Według wcześniejszych doniesień, drakońskie unijne kary, miały zacząć obowiązywać dopiero od 15 grudnia tego roku.
Komisja Europejska już 2 lata walczy z Microsoftem. Amerykański gigant na razie nic sobie z tego nie robi. Dalej łamie europejskie przepisy o konkurencji. Zapłacił już karę - prawie 500 milionów euro, ale do tej pory nie ujawnił kodu źródłowego systemu Windows. Bez tych informacji, wszystkie programy konkurencji, mogą tylko próbować współpracować z najpopularniejszym oprogramowaniem na świecie, ale zawsze jest niebezpieczeństwo, że nagle odmówią współpracy.
Może wizja straty 3 milionów euro dziennie, skłoni wreszcie Microsoft do ujawnienia swoich tajemnic.

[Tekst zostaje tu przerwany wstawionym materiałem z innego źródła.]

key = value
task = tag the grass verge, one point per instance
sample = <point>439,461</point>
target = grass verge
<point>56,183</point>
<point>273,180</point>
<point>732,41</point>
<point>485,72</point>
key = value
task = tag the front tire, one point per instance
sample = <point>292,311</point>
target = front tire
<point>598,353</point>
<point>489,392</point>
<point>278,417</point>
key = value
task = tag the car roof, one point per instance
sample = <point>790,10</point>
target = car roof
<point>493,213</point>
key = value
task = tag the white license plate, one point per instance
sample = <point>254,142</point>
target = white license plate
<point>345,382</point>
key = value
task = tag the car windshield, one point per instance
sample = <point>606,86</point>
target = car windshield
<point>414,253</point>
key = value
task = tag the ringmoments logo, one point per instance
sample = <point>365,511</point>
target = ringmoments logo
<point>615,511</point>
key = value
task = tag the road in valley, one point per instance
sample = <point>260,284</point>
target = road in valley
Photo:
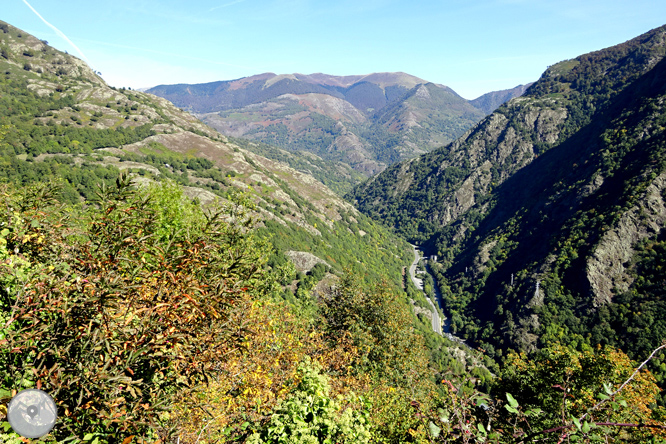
<point>436,320</point>
<point>442,328</point>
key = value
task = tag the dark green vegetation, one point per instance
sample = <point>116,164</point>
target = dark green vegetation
<point>548,217</point>
<point>148,281</point>
<point>366,122</point>
<point>77,129</point>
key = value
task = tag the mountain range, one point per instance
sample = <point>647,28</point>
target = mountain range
<point>549,214</point>
<point>547,218</point>
<point>366,121</point>
<point>60,119</point>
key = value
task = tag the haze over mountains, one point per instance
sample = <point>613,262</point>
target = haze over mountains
<point>367,121</point>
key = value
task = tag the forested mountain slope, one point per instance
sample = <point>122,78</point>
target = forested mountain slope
<point>60,120</point>
<point>159,311</point>
<point>366,122</point>
<point>549,215</point>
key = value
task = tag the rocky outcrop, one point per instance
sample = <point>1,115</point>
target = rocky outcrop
<point>607,268</point>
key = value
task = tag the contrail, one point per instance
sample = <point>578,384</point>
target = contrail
<point>59,32</point>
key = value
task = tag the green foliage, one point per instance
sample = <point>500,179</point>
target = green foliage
<point>310,416</point>
<point>125,305</point>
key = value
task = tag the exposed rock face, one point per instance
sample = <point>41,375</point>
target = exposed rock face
<point>541,209</point>
<point>607,267</point>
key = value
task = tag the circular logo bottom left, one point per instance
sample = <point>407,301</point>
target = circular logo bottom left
<point>32,413</point>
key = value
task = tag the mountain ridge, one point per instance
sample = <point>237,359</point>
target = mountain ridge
<point>543,214</point>
<point>387,125</point>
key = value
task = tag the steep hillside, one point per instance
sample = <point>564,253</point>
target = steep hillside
<point>366,122</point>
<point>489,102</point>
<point>58,119</point>
<point>549,214</point>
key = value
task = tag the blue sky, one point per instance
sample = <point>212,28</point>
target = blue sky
<point>472,46</point>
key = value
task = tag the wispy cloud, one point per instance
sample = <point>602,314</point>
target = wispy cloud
<point>227,5</point>
<point>59,32</point>
<point>169,54</point>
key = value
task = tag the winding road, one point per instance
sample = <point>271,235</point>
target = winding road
<point>436,320</point>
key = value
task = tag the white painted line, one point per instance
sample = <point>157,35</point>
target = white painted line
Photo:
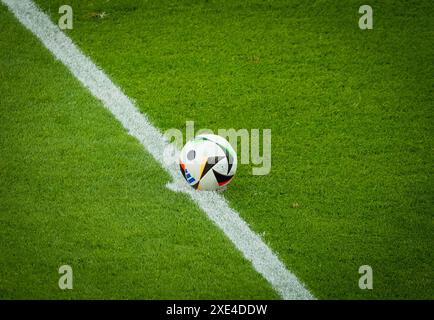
<point>215,206</point>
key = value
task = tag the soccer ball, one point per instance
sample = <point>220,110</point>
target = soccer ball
<point>208,162</point>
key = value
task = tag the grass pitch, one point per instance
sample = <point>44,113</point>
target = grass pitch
<point>351,114</point>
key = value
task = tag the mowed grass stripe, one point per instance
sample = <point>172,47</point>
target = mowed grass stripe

Jest szansa, że wreszcie nasze komputery przestaną się ciągle zawieszać! Do 31 lipca Microsoft musi dostosować się do zaleceń Unii Europejskiej i ujawnić informacje na temat systemu operacyjnego Windows, zainstalowanego w 90 procentach komputerów na świecie. Chodzi o to, żeby konkurenci mogli pisać programy, bez problemów współpracujące z Windows. Jeśli Microsoft nie przekaże informacji, zapłaci 3 miliony kary dziennie - pisze agencja Reutera.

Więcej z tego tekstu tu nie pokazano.